The following description is taken more or less verbose from the the GCC wiki:

SSH connection caching works with OpenSSH 4.0 on all Unix look alikes, but not on Windows/cygwin. You can check your OpenSSH version with

$ ssh -V
OpenSSH_4.6p1, OpenSSL 0.9.8e 23 Feb 2007

Create a ControlPath entry for svn.services.openoffice.org in $HOME/.ssh/config

$ cat $HOME/.ssh/config
...
Host svn.services.openoffice.org
     ControlPath /tmp/ssh_ooo_control
...

Set the permissions 0600 on $HOME/.ssh/config, otherwise SSH refuses to work.

$ chmod 0600 $HOME/.ssh/config

Set up up a permanent connection to the ooo SVN server, for example right after login:

$ ssh -fMN svn@svn.services.openoffice.org

Subsequent svn commands will use the already established connection, resulting in noticeably less lag for short commands. It's also an alternative to using ssh-agent if you have protected your private key with a pass phrase.

Create a OOo repository mirror

The repository can be replicated with the svnsync tool. No special server side setup is necessary (read-only access is sufficient, please use either the svn: or http: method), but you need to make certain that the target repository can't be modified by other means than svnsync.

  • First create an empty target repository:
$ svnadmin create /absolute/path/to/rep
  • Implement the pre-revprop-change and start-commit hooks
$ cat /absolute/path/to/rep/hooks/pre-revprop-change
#!/bin/sh 

USER="$3"

if [ "$USER" = "syncuser" ]; then exit 0; fi

echo "Only the syncuser user may change revision properties" >&2
exit 1
$ cat /absolute/path/to/rep/hooks/start-commit
#!/bin/sh 

USER="$2"

if [ "$USER" = "syncuser" ]; then exit 0; fi

echo "Only the syncuser user may commit new revisions" >&2
exit 1
  • Initialize the target repository:
$ svnsync init --username syncuser file:///absolute/path/to/rep svn://svn.services.openoffice.org/ooo
  • And finally synchronize the target repository with the source repository
$ svnsync synchronize file:///absolute/path/to/rep

The full details for replicating SVN repositories can be found [here].

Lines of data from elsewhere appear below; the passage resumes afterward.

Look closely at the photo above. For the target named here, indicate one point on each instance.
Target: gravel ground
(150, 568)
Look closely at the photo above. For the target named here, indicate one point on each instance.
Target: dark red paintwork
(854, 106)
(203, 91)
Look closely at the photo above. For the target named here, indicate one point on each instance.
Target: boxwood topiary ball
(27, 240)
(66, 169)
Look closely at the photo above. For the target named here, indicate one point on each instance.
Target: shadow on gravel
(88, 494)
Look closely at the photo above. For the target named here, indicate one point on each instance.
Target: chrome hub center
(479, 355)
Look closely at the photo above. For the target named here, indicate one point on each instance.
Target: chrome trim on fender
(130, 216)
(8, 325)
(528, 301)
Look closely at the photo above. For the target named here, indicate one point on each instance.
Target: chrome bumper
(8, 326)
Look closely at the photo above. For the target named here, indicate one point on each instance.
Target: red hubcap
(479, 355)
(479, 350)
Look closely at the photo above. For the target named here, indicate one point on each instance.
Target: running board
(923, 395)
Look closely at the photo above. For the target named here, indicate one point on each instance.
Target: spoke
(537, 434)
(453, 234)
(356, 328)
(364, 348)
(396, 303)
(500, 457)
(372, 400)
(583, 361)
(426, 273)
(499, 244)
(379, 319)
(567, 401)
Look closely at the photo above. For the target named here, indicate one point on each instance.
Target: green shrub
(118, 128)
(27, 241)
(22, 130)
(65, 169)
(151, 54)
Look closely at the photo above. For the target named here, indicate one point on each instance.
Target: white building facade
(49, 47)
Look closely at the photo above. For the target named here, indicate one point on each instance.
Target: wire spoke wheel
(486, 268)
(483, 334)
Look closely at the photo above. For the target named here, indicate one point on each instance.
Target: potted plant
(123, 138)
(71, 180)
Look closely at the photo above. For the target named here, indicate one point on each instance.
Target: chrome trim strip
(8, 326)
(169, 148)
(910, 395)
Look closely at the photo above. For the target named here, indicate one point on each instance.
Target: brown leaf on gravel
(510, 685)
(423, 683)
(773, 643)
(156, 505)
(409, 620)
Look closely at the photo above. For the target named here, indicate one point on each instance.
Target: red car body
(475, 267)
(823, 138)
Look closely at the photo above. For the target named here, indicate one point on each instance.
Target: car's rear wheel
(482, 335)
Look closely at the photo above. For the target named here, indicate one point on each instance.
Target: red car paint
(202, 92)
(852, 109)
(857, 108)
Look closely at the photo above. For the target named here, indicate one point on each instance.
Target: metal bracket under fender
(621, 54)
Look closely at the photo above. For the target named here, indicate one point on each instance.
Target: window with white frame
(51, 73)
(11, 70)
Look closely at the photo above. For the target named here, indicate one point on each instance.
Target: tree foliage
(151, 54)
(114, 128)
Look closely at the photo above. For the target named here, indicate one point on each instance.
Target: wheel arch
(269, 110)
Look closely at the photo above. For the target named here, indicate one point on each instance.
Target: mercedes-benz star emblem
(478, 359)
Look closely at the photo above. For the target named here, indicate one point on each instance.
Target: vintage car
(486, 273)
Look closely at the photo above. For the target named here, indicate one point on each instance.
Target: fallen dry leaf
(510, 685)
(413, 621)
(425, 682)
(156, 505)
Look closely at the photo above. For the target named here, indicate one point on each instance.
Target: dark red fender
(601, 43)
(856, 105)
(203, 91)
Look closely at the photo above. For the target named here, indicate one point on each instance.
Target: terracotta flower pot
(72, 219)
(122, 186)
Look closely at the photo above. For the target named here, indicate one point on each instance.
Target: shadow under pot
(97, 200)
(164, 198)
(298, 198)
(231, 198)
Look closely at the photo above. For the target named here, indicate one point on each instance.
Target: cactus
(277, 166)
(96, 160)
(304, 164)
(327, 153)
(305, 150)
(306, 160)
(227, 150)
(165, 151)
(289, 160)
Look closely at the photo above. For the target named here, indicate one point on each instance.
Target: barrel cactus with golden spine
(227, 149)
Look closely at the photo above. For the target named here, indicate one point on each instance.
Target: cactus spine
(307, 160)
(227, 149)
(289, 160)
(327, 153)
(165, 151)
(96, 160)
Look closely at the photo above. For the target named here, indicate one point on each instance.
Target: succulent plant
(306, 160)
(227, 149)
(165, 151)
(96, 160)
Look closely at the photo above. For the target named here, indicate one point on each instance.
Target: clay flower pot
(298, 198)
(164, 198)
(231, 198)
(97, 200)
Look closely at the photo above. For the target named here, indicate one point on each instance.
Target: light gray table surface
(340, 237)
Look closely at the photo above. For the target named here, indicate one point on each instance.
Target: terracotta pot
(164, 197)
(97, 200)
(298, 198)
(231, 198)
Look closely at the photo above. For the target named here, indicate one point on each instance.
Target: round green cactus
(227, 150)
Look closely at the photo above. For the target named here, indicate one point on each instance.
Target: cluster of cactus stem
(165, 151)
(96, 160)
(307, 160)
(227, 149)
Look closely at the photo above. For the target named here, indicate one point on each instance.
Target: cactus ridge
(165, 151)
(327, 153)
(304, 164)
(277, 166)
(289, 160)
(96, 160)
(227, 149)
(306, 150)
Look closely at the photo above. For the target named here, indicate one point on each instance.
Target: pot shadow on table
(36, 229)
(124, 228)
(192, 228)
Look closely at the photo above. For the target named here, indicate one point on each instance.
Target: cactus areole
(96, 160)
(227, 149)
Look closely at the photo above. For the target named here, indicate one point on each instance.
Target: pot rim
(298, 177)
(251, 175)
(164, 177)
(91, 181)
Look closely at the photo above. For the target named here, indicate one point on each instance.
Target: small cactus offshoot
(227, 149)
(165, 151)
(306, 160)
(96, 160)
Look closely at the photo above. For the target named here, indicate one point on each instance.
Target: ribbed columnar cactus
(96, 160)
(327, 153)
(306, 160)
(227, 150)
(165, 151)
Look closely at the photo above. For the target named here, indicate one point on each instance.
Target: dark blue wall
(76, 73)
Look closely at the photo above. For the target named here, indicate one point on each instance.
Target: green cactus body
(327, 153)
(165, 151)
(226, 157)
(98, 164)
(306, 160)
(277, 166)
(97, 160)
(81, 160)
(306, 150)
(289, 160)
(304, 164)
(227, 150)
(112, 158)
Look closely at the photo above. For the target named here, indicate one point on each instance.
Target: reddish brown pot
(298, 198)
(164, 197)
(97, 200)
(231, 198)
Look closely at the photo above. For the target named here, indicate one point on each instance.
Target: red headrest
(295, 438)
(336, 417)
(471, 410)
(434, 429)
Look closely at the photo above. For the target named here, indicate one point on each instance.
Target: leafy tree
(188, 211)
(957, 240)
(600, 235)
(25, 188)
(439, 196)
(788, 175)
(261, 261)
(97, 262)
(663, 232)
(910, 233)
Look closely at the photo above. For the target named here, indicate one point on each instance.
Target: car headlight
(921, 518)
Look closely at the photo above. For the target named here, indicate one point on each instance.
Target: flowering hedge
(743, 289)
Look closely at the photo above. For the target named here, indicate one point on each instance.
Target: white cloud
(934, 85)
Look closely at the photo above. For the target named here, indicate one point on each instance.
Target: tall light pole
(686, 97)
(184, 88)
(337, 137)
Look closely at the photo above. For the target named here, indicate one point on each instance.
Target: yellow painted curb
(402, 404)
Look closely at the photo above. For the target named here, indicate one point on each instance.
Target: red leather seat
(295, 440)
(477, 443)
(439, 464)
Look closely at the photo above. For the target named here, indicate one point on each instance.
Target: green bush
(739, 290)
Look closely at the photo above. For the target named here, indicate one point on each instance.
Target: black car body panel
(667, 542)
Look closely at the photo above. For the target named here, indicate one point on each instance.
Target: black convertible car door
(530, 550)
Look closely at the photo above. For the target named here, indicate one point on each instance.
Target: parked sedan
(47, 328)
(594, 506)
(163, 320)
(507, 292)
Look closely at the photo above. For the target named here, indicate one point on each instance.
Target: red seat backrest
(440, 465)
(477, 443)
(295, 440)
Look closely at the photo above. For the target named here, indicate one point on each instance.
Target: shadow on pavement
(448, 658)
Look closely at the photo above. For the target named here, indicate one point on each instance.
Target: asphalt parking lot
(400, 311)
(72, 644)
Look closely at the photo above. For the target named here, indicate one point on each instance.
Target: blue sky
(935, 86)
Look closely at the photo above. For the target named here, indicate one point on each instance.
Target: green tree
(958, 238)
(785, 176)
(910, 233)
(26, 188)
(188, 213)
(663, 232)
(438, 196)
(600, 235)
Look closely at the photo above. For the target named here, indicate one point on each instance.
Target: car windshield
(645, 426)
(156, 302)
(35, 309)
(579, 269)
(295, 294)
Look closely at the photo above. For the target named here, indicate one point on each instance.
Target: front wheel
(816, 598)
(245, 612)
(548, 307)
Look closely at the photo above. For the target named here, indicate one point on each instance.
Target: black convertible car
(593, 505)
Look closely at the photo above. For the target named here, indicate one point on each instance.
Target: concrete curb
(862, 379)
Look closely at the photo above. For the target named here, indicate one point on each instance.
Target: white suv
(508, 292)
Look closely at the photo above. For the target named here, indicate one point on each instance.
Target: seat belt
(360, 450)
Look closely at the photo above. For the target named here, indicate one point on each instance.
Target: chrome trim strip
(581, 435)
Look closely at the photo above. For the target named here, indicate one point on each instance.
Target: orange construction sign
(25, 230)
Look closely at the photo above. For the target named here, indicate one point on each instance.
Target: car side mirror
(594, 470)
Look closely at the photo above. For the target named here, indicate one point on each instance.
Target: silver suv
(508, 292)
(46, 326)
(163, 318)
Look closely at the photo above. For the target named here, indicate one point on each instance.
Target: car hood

Reporting Problems with the Repository

The list dev@tools.openoffice.org is used to coordinate the initial migration and ongoing work on the repository and related tools. Please raise problems there first. Issues which need the attention of repository administrators should be filed in IssueZilla against the component www/openoffice.org SVN.

Read/Write access with TortoiseSVN

Please have a look at this page.

[More SVN Tips and tricks will appear here]

Notes

Documentation note.png why
Why not just wait until one of the DSCM systems emerges as a clear front runner? Well, first, this might never happen because each of the mentioned DSCM system emphasizes certain strength, leaving no one clear winner in all categories (ease of use, performance, integration possibilities and platform support). Second, and this is way more important, the OpenOffice.org CWS/CVS system is crumbling under the heavy weight of 8 years worth of OOo coding.